Daraus ergibt sich, wie sofort einzusehen, das Allgemeine Mierscheid-Walla-Gesetz:
y | = | f(x) |
Der ersten der obigen Forderungen ist relativ simpel mit den Rechentechniken von Georg Ferdinand Ludwig Philipp Cantor beizukommen, denn es gilt:
W | = | U {G,U,N,E} |
Da U, N und E in Deutschland6 und diesem Zusammenhang nicht relevant und die Teilmengen Gp disjunkt sind, lässt sich vereinfachen:
G | = | U {G1,G2, … Gn} |
Dann gilt:
{Gp} | = | G − U {G1,G2, … Gn ∕ Gp} |
Im mathematisch idealtypischen Falle einer Zweiparteienlandschaft würde für die Summe der gültigen Stimmen gelten:
{Gp} | = | {G1, G1‾} oder |
{Gp} | = | {G1, G2} |
Das heißt Gp sind alle jene, die die Partei G1 gewählt haben plus dem Komplement derer; das sind alle jene, die die Partei G1 nicht, sondern G2 gewählt haben. Mierscheids Erkenntnis ließe sich bezüglich der SPD und CDU dann wie folgt darstellen:
{Gp} | = | {GSPD, GSPD‾} oder |
{Gp} | = | {GSPD, GCDU} |
Daraus lässt sich über das Allgemeine Mierscheid-Walla-Gesetz leicht und unmittelbar ableiten:
y(SPD) | = | f(x) | = | + mx + a und |
y(CDU) | = | g(x) | = | − mx + b |
Um auf Mierscheids bewundernswerte Sprachebene zurückzukommen: »Der Erfolg der SPD ist von der Stahlproduktion abhängig und der Erfolg der CDU von der Nichtstahlproduktion«7.

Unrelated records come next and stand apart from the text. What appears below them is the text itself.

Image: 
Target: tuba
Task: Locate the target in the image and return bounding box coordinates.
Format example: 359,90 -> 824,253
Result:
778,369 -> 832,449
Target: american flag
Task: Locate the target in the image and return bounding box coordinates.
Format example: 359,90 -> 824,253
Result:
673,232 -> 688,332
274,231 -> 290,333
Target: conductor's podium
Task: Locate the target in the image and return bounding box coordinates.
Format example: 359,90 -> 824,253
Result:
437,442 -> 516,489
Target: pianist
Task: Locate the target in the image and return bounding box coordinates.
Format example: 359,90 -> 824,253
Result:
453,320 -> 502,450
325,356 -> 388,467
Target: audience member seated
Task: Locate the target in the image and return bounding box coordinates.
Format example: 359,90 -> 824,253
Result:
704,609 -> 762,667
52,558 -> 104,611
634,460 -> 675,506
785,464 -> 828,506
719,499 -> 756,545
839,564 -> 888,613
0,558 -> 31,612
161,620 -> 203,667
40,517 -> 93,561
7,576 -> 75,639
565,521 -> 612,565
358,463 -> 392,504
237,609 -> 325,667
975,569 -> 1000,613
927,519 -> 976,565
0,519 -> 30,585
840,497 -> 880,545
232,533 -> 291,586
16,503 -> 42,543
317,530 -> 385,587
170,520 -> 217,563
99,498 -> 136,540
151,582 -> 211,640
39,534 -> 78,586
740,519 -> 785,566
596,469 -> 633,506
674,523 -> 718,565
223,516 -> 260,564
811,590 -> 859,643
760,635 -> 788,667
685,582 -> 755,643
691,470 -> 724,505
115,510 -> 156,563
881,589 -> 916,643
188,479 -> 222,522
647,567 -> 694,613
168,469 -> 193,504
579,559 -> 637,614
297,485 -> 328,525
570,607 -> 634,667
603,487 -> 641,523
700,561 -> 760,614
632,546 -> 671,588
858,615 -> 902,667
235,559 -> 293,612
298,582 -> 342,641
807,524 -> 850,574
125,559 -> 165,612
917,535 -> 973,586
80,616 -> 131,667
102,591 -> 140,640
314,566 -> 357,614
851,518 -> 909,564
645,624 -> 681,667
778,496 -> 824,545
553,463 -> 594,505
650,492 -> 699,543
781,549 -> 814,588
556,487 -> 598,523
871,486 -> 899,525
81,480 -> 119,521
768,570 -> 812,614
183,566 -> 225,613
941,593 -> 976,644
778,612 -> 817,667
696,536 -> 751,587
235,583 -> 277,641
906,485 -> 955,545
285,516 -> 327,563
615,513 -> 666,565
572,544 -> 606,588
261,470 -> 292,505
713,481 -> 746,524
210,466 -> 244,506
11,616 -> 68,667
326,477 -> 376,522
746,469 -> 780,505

Die zweite Forderung nach der in Geldeinheiten bewerteten Bruttowertschöpfung (BWS) scheint einfach zu sein, ist es aber nicht. Leider lässt sich der Beitrag zum Beispiel von Innerortsunfällen zur BWS nicht ohne Weiteres in Geldeinheiten darstellen. Hier ist die CB-Analysis8 gefordert. Ausgewählte Analytiker versuchen derzeit den volkswirtschaftlichen Nutzen von Autounfällen zu berechnen. Darüber hinaus wird versucht, renommierte Lehrstühle zu gewinnen, die diesen Problemkreis im Rahmen von Diplomarbeiten oder Dissertationen zu erforschen bereit sind.
Der Versuch die Oszillationen mit Hilfe von Kondratieff-Zyklen zu beschreiben, ist bislang misslungen. Die Spannweite der Zeitreihen im Sinne von tmax – tmin sind zu kurz. Frühestens nach der Wahl zum 63. Bundestags lassen sich derartige Forschungen fortsetzen. Wegen der mangelnden temporären Äquidistanzen zwischen den BTW kann der Beginn diesbezüglicher Arbeit nicht exakt bestimmt werden.